Os filmes com maior audiência do 1990s estão listados no topo desta página. Os filmes com classificação igual ou superior a 8,5 foram apreciados pelos espectadores que tiveram acesso a tudo o que foi feito desde então, o que torna a classificação mais significativa do que o número por si só sugere.

Quais são os melhores thrillers 1990s?

Thrillers do 1990s são identificados por suas tags de gênero ao longo desta página. Procure filmes marcados como Suspense ou Suspense policial. Os melhores thrillers 1990s criam tensão por meio do investimento no personagem, em vez do choque fabricado.

Quais são os melhores dramas 1990s?

Os filmes dramáticos do 1990s representam alguns dos trabalhos mais duradouros da época. Os melhores dramas 1990s confiam no público para registrar informações emocionais sem sublinhá-las e continuam a recompensar a visualização décadas após o lançamento.

Quais são os melhores filmes de ação 1990s?

O cinema de ação evoluiu significativamente durante o 1990s. Os filmes desta página marcados como Ação representam o melhor dessa evolução, com sequências direcionadas primeiro para a compreensão e depois para o impacto.

Quais são as melhores comédias 1990s?

As melhores comédias 1990s derivam o humor do personagem, em vez da mecânica da configuração e da piada. Eles permanecem engraçados porque os personagens são específicos e reconhecíveis mesmo quando as referências culturais originais desaparecem.

Quais são os melhores filmes de terror 1990s?

Os melhores filmes de terror 1990s entenderam que a atmosfera é mais duradoura que o choque, e que o medo exige investimento prévio nos personagens. Eles foram selecionados por sua habilidade atmosférica e inteligência estrutural, em vez de conteúdo explícito.

Quais são os melhores filmes de ficção científica 1990s?

Os melhores filmes de ficção científica 1990s usaram premissas especulativas para explorar questões humanas, e não como espetáculo. O gênero foi levado a sério o suficiente para que projetos com ideias reais fossem feitos e lançados nos cinemas.

Quais são os melhores filmes policiais 1990s?

O cinema policial do 1990s representa algumas das obras mais fortes que o gênero já produziu. Esses filmes abordavam a ambiguidade moral sem resolvê-la e mostravam os custos da vida criminosa sem romantismo.

Quais são os melhores filmes em língua estrangeira do 1990s?

O cinema internacional do 1990s está representado nesta lista. Vários cinemas nacionais atingiram períodos de pico criativo durante esta época. Os céticos das legendas devem começar com qualquer filme em idioma estrangeiro com classificação 8,5 ou superior nesta página.

Quais são os filmes mais subestimados do 1990s?

A seção Hidden Gems nesta página identifica filmes 1990s com pontuação entre 6,5 e 7,4 em bases de eleitores significativas. Esses filmes são subestimados não porque sejam obscuros, mas porque carecem de reconhecimento da franquia ou de cobertura recente da imprensa.

Quais filmes 1990s todos deveriam ver pelo menos uma vez?
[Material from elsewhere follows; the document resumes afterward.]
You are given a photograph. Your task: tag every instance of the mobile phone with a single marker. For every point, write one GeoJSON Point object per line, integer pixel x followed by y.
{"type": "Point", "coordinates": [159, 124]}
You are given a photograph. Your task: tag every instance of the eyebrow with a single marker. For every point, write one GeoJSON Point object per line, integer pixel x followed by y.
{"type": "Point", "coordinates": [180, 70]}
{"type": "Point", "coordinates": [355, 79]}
Os filmes com classificação 8,0 e superior nesta lista representam a visualização 1990s inegociável. Eles alcançaram um consenso crítico genuíno entre várias gerações de telespectadores e continuam a atingir novos públicos.

Quais os melhores filmes 1990s para quem não costuma assistir filmes mais antigos?

Comece com qualquer filme com classificação 8,5 ou superior nesta página. A qualidade não envelhece. Use as tags de gênero para encontrar um filme 1990s em um gênero que você goste e comece por aí.

Como os filmes 1990s se comparam ao cinema moderno?

A 1990s produziu filmes sob diferentes condicionantes e com diferentes ambições. As estruturas orçamentárias permitiram que filmes de médio porte com premissas originais fossem lançados nos cinemas. Os diretores receberam mais controle criativo em relação aos estúdios do que é comum agora.

Os filmes 1990s ainda valem a pena assistir hoje?

Sim, sem qualificação. Os filmes desta lista foram selecionados porque se sustentam, não porque sejam historicamente interessantes. O bom cinema não envelhece da mesma forma que a tecnologia ou a moda envelhecem. O público contemporâneo continua a avaliar bem esses filmes.